If you want more speed you should consider to write a dynamic recompilation core.

Reply 2 of 9, by roozbeh

User metadata
Rank Newbie
Rank
Newbie

yes thanks for hint....
i was wondering so why the code in x86 was that small!!
but i am compiling for arm using embedded visual c and i looked its assembly code and it was very huge jumps!
so i think it doesnt transfers it into jump table!

is the speed of converting them into jump table great?

regards

Reply 3 of 9, by `Moe`

User metadata
Rank Oldbie
Rank
Oldbie

Typical PDAs run an ARM CPU at around 400MHz. If it had an x86 CPU (it doesn't), that would be enough to play most non-actionshooter games using dynamic core. Since dynamic core is not available for ARM CPUs, the observed 3000 cycles in normal (simple should indeed be a little bit faster) are to be expected. There's nothing you can fundamentally change about this, unless you go about coding dynamic core for ARM.

The question of jump tables or not is usually best answered by your compiler: it knows best which variant is better.

Reply 4 of 9, by roozbeh

User metadata
Rank Newbie
Rank
Newbie

yes
it does run almost good on pdas with 400mhz but my target is smartphone with around 100mhz speed!
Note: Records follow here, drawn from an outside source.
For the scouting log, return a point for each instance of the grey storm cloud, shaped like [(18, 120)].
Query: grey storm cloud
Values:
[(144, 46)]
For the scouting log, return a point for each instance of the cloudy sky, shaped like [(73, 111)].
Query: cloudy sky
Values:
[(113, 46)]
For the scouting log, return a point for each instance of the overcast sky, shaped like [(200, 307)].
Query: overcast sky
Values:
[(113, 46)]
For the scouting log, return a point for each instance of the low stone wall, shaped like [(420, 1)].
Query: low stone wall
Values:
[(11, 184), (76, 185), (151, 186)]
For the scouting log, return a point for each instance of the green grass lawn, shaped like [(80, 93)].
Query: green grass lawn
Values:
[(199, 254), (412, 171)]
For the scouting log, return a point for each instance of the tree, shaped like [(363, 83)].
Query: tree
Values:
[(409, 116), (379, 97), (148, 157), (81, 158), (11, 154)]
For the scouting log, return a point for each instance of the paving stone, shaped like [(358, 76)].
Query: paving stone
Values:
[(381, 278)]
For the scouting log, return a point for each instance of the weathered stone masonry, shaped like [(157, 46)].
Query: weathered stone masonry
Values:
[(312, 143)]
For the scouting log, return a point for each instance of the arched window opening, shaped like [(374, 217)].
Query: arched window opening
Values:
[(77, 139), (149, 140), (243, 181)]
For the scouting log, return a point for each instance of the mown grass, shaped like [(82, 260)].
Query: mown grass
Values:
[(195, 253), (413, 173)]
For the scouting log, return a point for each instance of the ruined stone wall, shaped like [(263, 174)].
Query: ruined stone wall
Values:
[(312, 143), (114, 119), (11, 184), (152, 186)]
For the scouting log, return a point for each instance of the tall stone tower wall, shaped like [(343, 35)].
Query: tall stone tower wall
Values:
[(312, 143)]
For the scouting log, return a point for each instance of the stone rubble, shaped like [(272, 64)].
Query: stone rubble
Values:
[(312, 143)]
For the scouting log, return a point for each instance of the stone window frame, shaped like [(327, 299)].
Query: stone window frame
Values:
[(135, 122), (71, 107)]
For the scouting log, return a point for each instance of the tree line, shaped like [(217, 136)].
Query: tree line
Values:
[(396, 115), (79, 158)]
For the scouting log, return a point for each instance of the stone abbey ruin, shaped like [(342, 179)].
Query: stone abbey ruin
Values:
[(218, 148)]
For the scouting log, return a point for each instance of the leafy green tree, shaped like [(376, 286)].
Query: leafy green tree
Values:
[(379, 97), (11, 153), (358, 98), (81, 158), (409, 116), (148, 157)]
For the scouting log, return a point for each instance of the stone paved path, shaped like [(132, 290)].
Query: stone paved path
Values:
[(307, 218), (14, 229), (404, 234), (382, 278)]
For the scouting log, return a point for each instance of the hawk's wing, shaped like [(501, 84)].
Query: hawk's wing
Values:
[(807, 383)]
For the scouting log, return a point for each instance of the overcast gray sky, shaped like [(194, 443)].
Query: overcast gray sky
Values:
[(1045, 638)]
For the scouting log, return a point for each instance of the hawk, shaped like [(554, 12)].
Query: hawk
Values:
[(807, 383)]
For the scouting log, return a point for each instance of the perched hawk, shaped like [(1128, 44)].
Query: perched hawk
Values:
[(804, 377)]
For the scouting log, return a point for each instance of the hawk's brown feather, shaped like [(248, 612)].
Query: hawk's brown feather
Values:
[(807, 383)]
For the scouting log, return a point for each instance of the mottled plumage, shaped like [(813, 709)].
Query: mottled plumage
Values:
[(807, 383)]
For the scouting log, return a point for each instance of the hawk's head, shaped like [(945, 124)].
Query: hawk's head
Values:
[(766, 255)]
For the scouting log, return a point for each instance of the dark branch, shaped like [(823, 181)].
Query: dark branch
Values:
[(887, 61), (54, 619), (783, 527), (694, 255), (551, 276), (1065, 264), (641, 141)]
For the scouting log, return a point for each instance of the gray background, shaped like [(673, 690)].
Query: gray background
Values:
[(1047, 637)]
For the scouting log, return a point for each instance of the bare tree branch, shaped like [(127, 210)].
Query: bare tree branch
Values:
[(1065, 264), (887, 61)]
about dynamic core what is idea behind it?
is it possible to write it for arm cpus?

Reply 5 of 9, by `Moe`

User metadata
Rank Oldbie
Rank
Oldbie

It should be. Since I now own an iPAQ, that's something that fascinates me too, but it's not easy at all. I have no idea how long such a task could take, I expect many weeks of coding and testing.

Reply 6 of 9, by Qbix

User metadata
Rank DOSBox Author
Rank
DOSBox Author

it depends on how well you can write PPC asm 😀

Water flows down the stream
How to ask questions the smart way!

Reply 7 of 9, by `Moe`

User metadata
Rank Oldbie
Rank
Oldbie

ARM, not PPC, and "not at all yet" - I usually pick these things up as I go. I didn't know anything about OpenGL either, when I started the hq scaler 😀

Reply 8 of 9, by roozbeh

User metadata
Rank Newbie
Rank
Newbie

thanks guys for hints so far!
now cycles=6000 seems to be working too!
now i am using core_simple and some minor optimizations!

anyway...how can i know that my changes really make things faster?
i only sense it by making values of cycles higher and see if programs speeds up or not...anybetter way?

Reply 9 of 9, by `Moe`

User metadata
Rank Oldbie
Rank
Oldbie

The best indicator is "sound continuity". Play something with sound and check that sound is playing fine. If you experience dropouts/stuttering, your cycles are too high.